To test this theory, we can follow trends in the major literary genres throughout the last 150 years.  Drama, comedy, tragedy, and satire correlate very well with each other, romance varies slightly but generally follows the same overall trend. During the 1860’s, during the Civil War, none of the genres gain any significant prominence, due to the fact that people were concerned with the safety of their friends and family. Starting in 1870, all genres start gaining more prevalance, until about the middle 1910’s, the start of World War I. During WWI, the relative prevalence of all genre’s drops sharply, potentially due to the fact that people are generally more concerned with their own personal safety. During the roaring twenties, the prevalence of all genre’s increases sharply. During this time, the economy was growing rapidly, due to the increased financial security, people where allowed to focus more on literature. The prevalence of each genre begins to drop when  the stock market crashes in the late 1920’s, and continues to drop throughout the great depression and World War II.  Growth is stagnated during the cold war in the 50’s, and begins to fall sharply as the Vietnam War escalates in mid 60’s to mid 70’s.

The prevalence of all genres continues to slowly decline after the 80’s, except for Romance. I think this decline is due to the decline of printed media as a whole due to the rise of technology and digital media.

 

2 thoughts on “Prevalence of Different Genres of Literature”

  1. I think you did a very good job explaining your points and relating them to different time periods from which you saw changes in the popularity of books as a whole. When looking at the individual genres, however, there is one thing that catches my eye. While the popularity of all the other genres relative to each other tends to stay consistent, romance and comedy flipped with one another around the late 1930s, and then flipped back right before the 1990s. Why do you think that is? What changed in our culture or society during this time period that may have caused this swap in popularity between these two genres?

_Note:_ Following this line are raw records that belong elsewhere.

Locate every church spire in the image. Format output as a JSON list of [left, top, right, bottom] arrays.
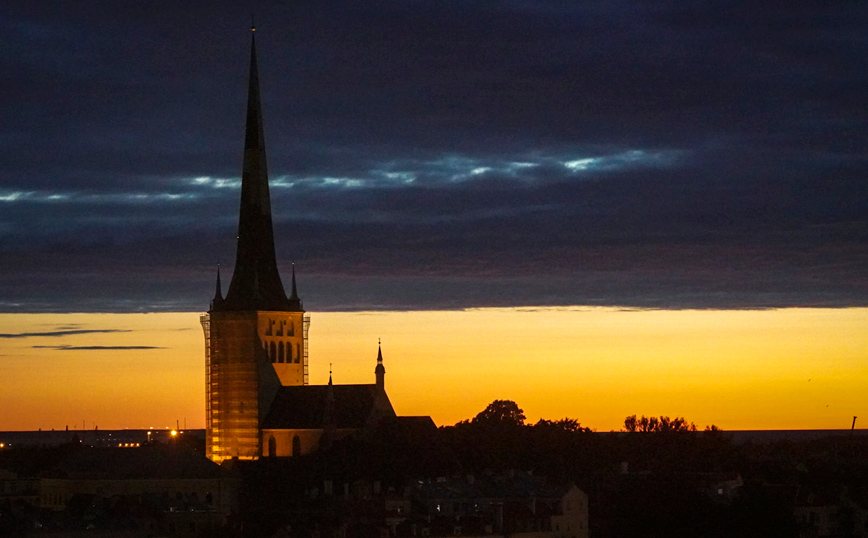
[[289, 262, 304, 312], [218, 27, 300, 311], [211, 262, 223, 310]]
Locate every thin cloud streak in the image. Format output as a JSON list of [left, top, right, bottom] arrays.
[[0, 329, 132, 338], [30, 346, 166, 351]]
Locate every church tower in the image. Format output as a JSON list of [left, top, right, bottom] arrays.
[[201, 28, 310, 463]]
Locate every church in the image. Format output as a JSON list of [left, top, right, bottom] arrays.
[[201, 28, 406, 463]]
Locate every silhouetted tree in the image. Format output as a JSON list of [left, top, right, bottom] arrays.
[[624, 415, 700, 432], [470, 400, 526, 426]]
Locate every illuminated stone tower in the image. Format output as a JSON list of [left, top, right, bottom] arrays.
[[201, 29, 310, 462]]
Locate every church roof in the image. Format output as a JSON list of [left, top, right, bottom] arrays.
[[262, 385, 395, 430], [219, 29, 301, 311]]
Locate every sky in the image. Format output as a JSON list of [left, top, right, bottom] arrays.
[[0, 307, 868, 431], [0, 0, 868, 429]]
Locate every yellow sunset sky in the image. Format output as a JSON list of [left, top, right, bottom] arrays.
[[0, 307, 868, 431]]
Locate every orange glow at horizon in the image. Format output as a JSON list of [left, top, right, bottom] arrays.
[[0, 307, 868, 431]]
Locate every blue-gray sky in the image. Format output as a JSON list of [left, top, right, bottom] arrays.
[[0, 0, 868, 312]]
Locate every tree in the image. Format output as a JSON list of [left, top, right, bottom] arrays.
[[470, 400, 526, 426]]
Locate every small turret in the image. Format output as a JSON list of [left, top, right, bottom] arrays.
[[374, 341, 386, 390]]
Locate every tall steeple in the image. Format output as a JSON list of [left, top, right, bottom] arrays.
[[211, 263, 223, 310], [374, 341, 386, 390], [215, 27, 300, 311]]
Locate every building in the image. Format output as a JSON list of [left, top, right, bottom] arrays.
[[201, 28, 395, 463]]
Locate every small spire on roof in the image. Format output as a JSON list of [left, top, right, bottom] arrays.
[[211, 261, 223, 310], [374, 338, 386, 390]]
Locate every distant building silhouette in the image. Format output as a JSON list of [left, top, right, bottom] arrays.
[[201, 28, 406, 462]]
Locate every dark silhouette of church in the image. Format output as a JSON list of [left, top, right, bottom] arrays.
[[201, 28, 406, 462]]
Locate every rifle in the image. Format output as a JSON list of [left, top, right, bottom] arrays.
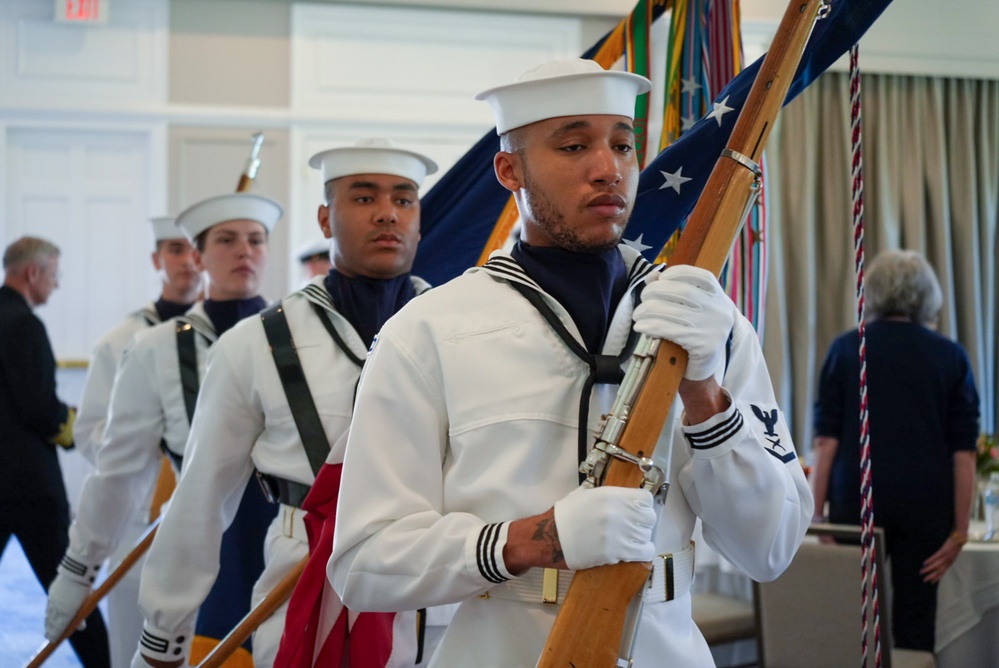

  2. I like your argument, relating civil disorder to literature. Especially sharp decline of 1910’s and 40’s directly shows inverse-proportional relationship between wars and prevalence of literature. The idea that people care for literature and cultural activity only if their safety and need is satisfied seems very reasonable. What draws my attention more, however, is changes from 1980’s. It is understandable that the graph declines due to the development of technology using media and digital devices, yet graph of ‘romance’ and ‘comedy’ seems unexplainable by technological development. Changes of comedy genre seems like change in trend since its graph declines gradually from 1950’s and also its decline is not as significant as others. Graph of romance is also just due to change in trend. It is the only genre that inclined after 1980’s.